Question

Solve for x.
Sqrt8 (Sqrt2 - x) = 11

Answer 1

x = -7 sqrt(2)/4

Explanation:

Sqrt8 (Sqrt2 - x) = 11

Simplify sqrt(8) = sqrt(4*2) = 2 sqrt(2)

2 sqrt(2) (Sqrt2 - x) = 11

Distribute

2 *2 - 2 sqrt(2) x = 11

4 - 2 sqrt(2)x = 11

Subtract 4 from each side

4-2sqrt(2)x -4 = 11-4

-2 sqrt(2)x = 7

Divide each side by -2 sqrt(2)

-2 sqrt(2)x /-2 sqrt(2) = 7/ -2 sqrt(2)

x = - 7/ 2 sqrt(2)

Multiply top and bottom by sqrt(2)

x = - 7/ 2 sqrt(2) * sqrt(2)/ sqrt(2)

x = -7 sqrt(2)/4

Answer 2

Answer:
`(-7√(2) )/(4)`

Explanation:

So first, let's get rid of the parentheses.

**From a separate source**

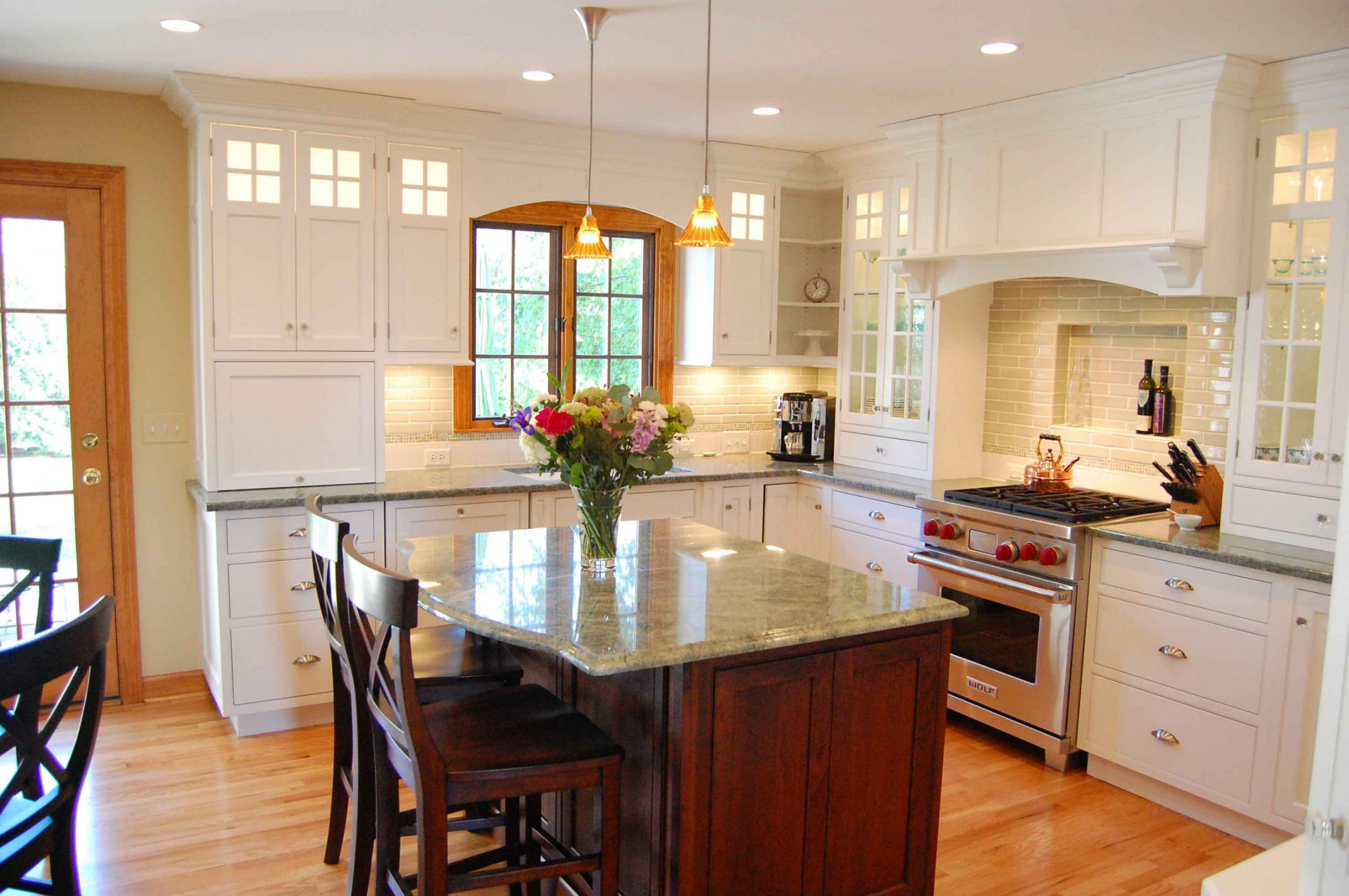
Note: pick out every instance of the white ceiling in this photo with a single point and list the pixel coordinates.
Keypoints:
(840, 69)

We can multiply it out to get
`√(16)-x√(8) =11`. We know that the square root of 16 is ±4, so now our equation is ±4 -
`x√(8)`=11. I'm guessing since the problem only has one solution it's most likely only positive 4, so let's revise our equation to 4 -
`x√(8)`=11. We can use inverse operations to make the a little easier to solve: -7=
`x√(8)`. We divide both sides by
`√(8)` to get
`(-7)/(√(8) ) =x`, which we can rationalize (remove the square root from the denominator so that it's a proper answer) by multiplying by
`(√(8) )/(√(8) )` (which is equal to one so we can use it) which is equal to
`(-7√(8) )/(8)`. Let's finish this by simplifying it.
`√(8) =2√(2)` (2x
`2^(2)`). We can simplify it further by simplifying the 2, making it
`(-7√(2) )/(4)`.

Hope this wasn't too confusing! I'll answer any questions.